Romney thus becomes the first senator in the history of the United States to vote to convict an impeached president from his/her own political party. His Senate floor speech explaining his vote made it seem like it was a decision he deeply wrestled with, but the reality is that his vote had — and will have — serious consequences.
First, Romney’s conviction vote — from a senator representing a deep-red state like Utah, no less — will place many moderate Republican senators facing potentially difficult re-election bids later this year (perhaps especially Sens. Susan Collins (R-ME), Cory Gardner (R-CO), and Thom Tillis (R-NC)) in a very difficult spot when they are grilled by adversaries as to why they did not join the former Republican presidential nominee in voting to convict Trump. Second, Romney providing nominal Republican cover to vote to convict Trump likely caused at least one — and perhaps more than one — of more moderate Sens. Joe Manchin (D-WV), Doug Jones (D-AL), and Kyrsten Sinema to flip their respective votes from acquittal to conviction. Third, because of the second point, Romney thus likely single-handedly transformed a bipartisan acquittal of the president into a bipartisan conviction of the president.
Nonetheless, this impeachment is officially in the books.
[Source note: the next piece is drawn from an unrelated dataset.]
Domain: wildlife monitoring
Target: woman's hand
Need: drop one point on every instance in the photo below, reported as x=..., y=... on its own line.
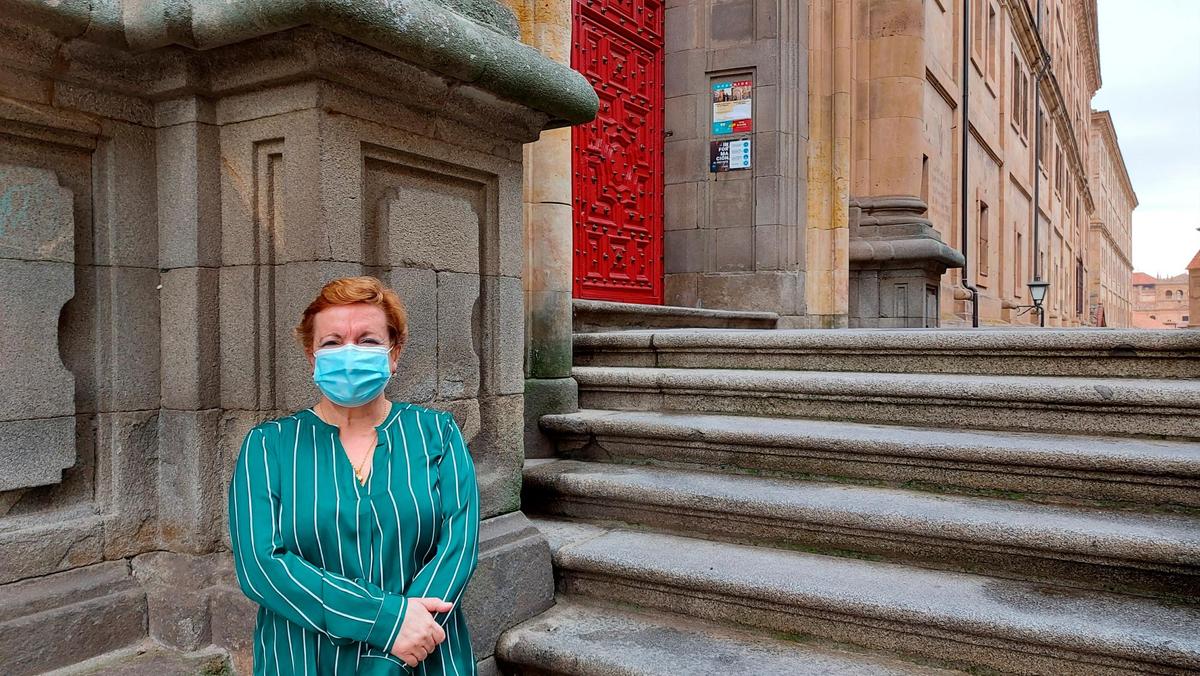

The outcome was foreordained, of course, from day one, and all signs still point toward the Democrats having overplayed their hand and the electoral politics redounding to Republicans’ interests in November.
From a historical perspective, The Heritage Foundation’s Hans von Spakovsky has a good piece on the eerie similarities between this impeachment and the post-Civil War impeachment of President Andrew Johnson on similarly frivolous grounds. I offered my own final commentary on the serious harm wrought by this lamentable saga in last weekend’s New York Post: “[T]o call it a mere waste of time is likely far too charitable. The Democrats took stock of the decrepit state of our national politics, the bitterly fractious nature of our partisan tribalism, the pathetic regard the American people have for their Congress and took a sledgehammer to it all. The most immediate tangible result of this failed gambit will be to only further coarsen and debase our politics. … Most damaging of all, the Democrats’ pursuit of the draconian remedy of impeachment based on their claims of Trump’s corrupt subjective intentions on a diplomatic phone call has set a truly reckless precedent for the future. … For Democrats to argue that Trump’s purportedly corrupt motive somehow transmogrifies … constitutionally protected conduct into an impeachable offense is nothing short of astonishing.”
History will not judge the Democrats kindly for this stunt. But it’s now time to move on.
This piece will be frequently updated.